In den 18 Jahren des Bestehens von Arch Linux gab es nie eine Lizenz für deren Paketquellen. Das soll sich nun ändern. Ein aktueller Vorschlag auf der News-Seite von Arch erklärt, dass alle Paketquellen inklusive PKGBUILD-Dateien unter der sehr liberalen 0BSD-Lizenz lizenziert werden. Dahinter verbirgt sich die BSD Zero Clause License:
Permission to use, copy, modify, and/or distribute this software for any purpose with or without fee is hereby granted.
Liberale Lizenz
Die Lizenz erlaubt es, das lizenzierte Material zu kopieren, zu verändern, zu verbreiten oder – ganz oder teilweise – für eigene, auch kommerzielle Projekte zu verwenden, ohne dass eine Namensnennung erforderlich ist oder Bedingungen gestellt werden.
Mit ihrem Vorhaben reiht sich Arch Linux in die Reihe anderer Distributionen ein, die in der ein oder anderen Form Lizenzen für die Paketquellen ausweisen. In RFC 0040 legen die Entwickler ihre Gründe dar, warum die fehlende Lizenz problematisch sein kann und geben Schritte vor, die die Distribution nehmen sollte, um dies zu ändern.

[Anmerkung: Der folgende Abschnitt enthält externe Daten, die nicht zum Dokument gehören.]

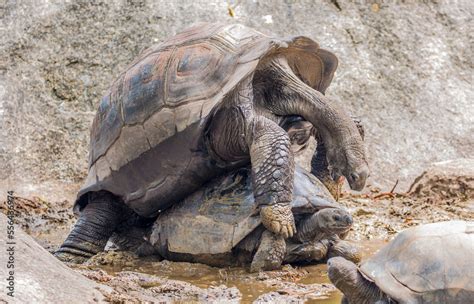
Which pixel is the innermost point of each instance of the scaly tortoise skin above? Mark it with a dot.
(432, 263)
(219, 225)
(202, 103)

Demnach ist nicht klar, welche Bedingungen für eine Software ohne ausdrückliche Lizenz gelten. In einigen Ländern ist die Standardlizenz, die der Software zugewiesen wird, recht restriktiv. Auch wenn ein Teil der Quellen vermutlich nicht Copyright-fähig ist, da sie die nötige schöpferische Höhe nicht erreichen, schadet eine Lizenz aber nicht.
Jetzt Einwände äußern
Bevor die Änderung in Kraft tritt, wird den Mitwirkenden ermöglicht, Einwände zu äußern. Ab dem 19.11.2024 erhalten die Mitwirkenden im Laufe einer Woche eine Benachrichtigungs-E-Mail, in der alle ihre Beiträge aufgeführt sind. Stimmen die Betreffenden zu, müssen sie nichts unternehmen. Gibt es Einwände, so werden diese diskutiert und einer Lösung zugeführt.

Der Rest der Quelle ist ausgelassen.